Youth volunteers of GEA had to sacrifice their time and effort and overcome the challenges they faced because of their volunteerism—all in the name of hope for a better country and “radical love” which was the rallying cry of the Leni-Kiko movement. 
“Siguro yung pinakamemorable sa’kin ay yung nagsisismula pa lang kami rito sa Gen. Aguinaldo magtayo ng GEA for Leni. Nakita ko kung paano tumindig yung ibang kabataan. Tumindig para sa alam nilang tama, sa alam nilang makakabuti sa nakakarami at para sa ikabubuti ng bansang Pilipinas,” Cabahug said.
What’s next?

When asked how their whole campaigning experience and volunteerism was, all of them have the same answer: It was all worth it.
The majority has spoken. Robredo and Pangilinan lost their presidential and vice-presidential bid to a son of a dictator and a daughter of a populist.
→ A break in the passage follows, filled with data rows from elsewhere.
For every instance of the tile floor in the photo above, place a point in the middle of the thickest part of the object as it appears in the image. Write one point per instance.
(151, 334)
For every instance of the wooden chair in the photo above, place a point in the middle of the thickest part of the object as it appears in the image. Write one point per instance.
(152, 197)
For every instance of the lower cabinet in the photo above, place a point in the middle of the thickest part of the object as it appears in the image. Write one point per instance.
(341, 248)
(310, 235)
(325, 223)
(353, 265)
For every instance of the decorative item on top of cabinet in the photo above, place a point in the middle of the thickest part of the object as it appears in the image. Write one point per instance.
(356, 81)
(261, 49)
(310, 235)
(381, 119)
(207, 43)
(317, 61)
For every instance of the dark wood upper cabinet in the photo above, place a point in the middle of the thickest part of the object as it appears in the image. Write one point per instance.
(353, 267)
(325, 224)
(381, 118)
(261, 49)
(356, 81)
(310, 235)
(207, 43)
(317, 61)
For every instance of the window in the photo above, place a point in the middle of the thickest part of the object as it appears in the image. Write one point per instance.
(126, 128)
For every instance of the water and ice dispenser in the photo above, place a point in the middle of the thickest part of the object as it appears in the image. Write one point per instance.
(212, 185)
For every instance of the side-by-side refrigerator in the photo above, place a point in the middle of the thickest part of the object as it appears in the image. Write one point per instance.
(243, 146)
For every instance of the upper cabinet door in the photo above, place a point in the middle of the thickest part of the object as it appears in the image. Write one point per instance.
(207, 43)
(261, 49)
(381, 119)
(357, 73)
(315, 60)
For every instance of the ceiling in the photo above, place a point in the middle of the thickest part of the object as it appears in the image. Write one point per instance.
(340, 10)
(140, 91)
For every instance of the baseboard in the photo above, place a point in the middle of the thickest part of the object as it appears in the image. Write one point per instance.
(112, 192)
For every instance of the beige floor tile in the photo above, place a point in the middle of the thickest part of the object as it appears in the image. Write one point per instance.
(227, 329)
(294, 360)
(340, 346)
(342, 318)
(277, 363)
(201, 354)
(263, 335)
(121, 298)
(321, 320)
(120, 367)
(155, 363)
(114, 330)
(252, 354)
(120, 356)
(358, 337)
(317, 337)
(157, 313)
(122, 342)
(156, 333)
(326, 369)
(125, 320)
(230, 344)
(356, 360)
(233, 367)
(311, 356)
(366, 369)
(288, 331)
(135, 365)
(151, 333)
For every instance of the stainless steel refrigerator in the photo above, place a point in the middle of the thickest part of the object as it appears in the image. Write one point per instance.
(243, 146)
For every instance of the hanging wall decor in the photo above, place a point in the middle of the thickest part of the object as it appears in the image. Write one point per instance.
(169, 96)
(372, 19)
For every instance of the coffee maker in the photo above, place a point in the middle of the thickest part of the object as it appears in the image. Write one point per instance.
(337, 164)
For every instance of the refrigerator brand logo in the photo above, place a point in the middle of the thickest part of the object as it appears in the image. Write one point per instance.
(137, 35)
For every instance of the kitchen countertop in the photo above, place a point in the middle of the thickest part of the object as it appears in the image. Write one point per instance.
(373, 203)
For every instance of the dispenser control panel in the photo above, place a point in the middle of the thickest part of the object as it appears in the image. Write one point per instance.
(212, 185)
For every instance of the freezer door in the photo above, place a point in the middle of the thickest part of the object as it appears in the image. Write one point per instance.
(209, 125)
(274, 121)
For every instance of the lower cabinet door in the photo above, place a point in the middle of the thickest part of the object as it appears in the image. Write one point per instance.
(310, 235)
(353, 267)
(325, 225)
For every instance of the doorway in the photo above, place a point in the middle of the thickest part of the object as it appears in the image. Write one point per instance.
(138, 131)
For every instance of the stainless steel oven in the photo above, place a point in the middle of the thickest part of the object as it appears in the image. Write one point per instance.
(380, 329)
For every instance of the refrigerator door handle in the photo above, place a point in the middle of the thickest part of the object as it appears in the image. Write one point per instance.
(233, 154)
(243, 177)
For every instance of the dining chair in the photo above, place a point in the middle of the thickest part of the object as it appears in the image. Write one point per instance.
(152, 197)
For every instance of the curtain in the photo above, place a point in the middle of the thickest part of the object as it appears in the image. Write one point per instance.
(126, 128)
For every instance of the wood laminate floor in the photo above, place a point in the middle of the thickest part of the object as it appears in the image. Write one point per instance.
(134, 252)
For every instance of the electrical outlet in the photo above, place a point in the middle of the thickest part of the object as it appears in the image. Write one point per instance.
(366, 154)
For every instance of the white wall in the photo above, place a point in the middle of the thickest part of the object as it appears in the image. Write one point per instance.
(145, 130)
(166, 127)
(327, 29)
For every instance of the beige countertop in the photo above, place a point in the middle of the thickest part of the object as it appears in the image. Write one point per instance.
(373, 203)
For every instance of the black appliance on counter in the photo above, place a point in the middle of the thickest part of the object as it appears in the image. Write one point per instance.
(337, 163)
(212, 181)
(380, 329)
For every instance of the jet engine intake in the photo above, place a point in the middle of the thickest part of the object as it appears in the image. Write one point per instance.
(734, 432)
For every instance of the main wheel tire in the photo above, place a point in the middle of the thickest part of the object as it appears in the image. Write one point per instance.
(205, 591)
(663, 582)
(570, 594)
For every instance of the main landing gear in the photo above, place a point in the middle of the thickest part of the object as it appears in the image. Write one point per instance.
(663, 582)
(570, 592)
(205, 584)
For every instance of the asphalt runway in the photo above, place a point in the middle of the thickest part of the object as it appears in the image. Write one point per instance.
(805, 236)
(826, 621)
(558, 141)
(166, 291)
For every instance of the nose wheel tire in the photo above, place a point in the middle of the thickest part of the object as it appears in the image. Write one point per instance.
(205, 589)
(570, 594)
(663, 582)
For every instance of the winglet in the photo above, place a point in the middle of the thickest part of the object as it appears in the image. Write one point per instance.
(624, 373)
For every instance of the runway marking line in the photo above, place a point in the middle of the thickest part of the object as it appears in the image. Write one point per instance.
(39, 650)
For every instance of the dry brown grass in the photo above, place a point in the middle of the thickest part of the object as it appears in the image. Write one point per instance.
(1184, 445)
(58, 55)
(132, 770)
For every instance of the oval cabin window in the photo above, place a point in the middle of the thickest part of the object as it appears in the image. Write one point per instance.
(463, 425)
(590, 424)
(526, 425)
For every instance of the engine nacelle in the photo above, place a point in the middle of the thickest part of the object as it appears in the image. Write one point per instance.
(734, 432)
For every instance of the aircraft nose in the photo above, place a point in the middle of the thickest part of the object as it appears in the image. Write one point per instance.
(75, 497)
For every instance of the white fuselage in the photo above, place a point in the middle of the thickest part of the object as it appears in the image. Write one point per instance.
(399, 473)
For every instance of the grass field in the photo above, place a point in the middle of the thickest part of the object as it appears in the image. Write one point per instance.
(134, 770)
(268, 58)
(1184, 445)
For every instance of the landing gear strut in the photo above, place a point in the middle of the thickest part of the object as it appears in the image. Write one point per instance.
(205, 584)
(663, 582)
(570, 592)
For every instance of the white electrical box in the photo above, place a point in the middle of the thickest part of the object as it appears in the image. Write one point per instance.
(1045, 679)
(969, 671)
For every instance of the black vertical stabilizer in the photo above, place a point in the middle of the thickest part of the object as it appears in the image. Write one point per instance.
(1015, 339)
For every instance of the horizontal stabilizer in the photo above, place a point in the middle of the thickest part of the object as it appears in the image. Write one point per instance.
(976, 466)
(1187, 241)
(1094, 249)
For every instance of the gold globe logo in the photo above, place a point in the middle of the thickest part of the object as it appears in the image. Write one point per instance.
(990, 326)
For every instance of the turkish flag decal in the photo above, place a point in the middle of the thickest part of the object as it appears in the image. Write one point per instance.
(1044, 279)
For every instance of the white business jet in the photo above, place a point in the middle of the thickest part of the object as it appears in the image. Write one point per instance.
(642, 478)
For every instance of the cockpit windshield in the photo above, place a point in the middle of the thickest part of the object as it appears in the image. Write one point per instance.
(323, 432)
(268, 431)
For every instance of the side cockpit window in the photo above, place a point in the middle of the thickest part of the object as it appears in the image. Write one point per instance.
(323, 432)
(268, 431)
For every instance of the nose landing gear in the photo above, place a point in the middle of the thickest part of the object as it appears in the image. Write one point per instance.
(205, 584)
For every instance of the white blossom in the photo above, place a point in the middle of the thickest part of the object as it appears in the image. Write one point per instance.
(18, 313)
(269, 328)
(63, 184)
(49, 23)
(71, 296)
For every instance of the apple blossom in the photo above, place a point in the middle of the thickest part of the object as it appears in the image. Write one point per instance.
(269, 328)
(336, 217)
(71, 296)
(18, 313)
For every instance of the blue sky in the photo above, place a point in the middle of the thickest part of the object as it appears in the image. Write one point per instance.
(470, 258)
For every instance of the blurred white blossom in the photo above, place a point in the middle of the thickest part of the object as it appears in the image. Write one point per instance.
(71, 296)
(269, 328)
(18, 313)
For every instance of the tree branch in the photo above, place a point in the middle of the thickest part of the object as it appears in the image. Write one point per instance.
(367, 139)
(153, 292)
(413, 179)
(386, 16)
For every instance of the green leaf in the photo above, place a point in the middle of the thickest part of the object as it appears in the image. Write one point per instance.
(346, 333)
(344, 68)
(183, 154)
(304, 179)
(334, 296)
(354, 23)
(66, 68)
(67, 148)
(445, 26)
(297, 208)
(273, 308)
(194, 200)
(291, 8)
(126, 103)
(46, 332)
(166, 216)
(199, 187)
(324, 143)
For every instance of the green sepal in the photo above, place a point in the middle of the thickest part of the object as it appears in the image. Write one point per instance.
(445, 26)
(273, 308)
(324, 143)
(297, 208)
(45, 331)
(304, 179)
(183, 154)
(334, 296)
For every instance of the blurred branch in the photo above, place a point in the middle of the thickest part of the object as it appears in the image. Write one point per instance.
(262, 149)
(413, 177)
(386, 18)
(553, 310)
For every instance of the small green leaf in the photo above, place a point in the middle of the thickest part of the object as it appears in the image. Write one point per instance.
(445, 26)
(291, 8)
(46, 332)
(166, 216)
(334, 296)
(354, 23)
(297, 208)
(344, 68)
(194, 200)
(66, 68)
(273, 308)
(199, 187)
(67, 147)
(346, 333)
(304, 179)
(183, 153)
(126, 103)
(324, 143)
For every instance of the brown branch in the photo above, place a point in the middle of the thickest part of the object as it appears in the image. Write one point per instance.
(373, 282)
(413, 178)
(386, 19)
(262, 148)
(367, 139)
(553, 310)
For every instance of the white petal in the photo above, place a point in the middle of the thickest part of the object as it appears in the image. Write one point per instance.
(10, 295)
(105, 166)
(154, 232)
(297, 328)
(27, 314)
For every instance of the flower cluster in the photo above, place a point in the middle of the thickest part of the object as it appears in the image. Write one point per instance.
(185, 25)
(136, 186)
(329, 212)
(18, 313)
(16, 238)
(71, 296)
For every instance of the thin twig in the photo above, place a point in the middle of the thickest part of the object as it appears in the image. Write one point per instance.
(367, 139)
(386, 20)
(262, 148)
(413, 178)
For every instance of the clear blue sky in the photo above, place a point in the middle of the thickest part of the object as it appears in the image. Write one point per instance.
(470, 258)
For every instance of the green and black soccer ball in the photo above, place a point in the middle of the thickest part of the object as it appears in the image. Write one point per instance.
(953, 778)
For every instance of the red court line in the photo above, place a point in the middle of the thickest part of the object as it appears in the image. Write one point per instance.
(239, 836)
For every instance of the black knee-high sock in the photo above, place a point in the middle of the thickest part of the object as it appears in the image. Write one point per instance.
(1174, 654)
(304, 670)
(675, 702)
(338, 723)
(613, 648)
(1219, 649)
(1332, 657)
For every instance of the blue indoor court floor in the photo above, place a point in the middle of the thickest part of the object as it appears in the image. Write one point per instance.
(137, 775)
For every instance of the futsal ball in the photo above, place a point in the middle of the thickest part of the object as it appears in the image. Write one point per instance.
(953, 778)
In GEA, Marcos Jr. garnered a total of 9,354 votes over the 2,932 of Robredo. Meanwhile, Duterte-Carpio had 8,329 votes over the 1,869 of Pangilinan.

“I felt really disappointed dahil yung ilang naluklok [in the government] ay artista, may criminal record, may ilan na ang pamilya ay nagdulot ng karahasan sa mga Pilipino in the past. It’s disappointing,” the younger Angat lamented.

It is in grief and disappointment that they find the courage to continue. For the young volunteers of GEA, they did not lose at all. They have managed to embark on a movement that defied the norm and tradition in their community—this is a victory for them. For everyone who hopes for a better country, the fight has only begun.

“Walang katapusan ang pagmamahal sa bayan. Kasama ang mga kabataang nakasama namin sa kampanya rito sa aming bayan, ipagpapatuloy namin ang aming nasimulan. Patuloy tayong lalaban, tutulong, at titindig para sa tama. Hanggang sa dulo,” Cabahug said.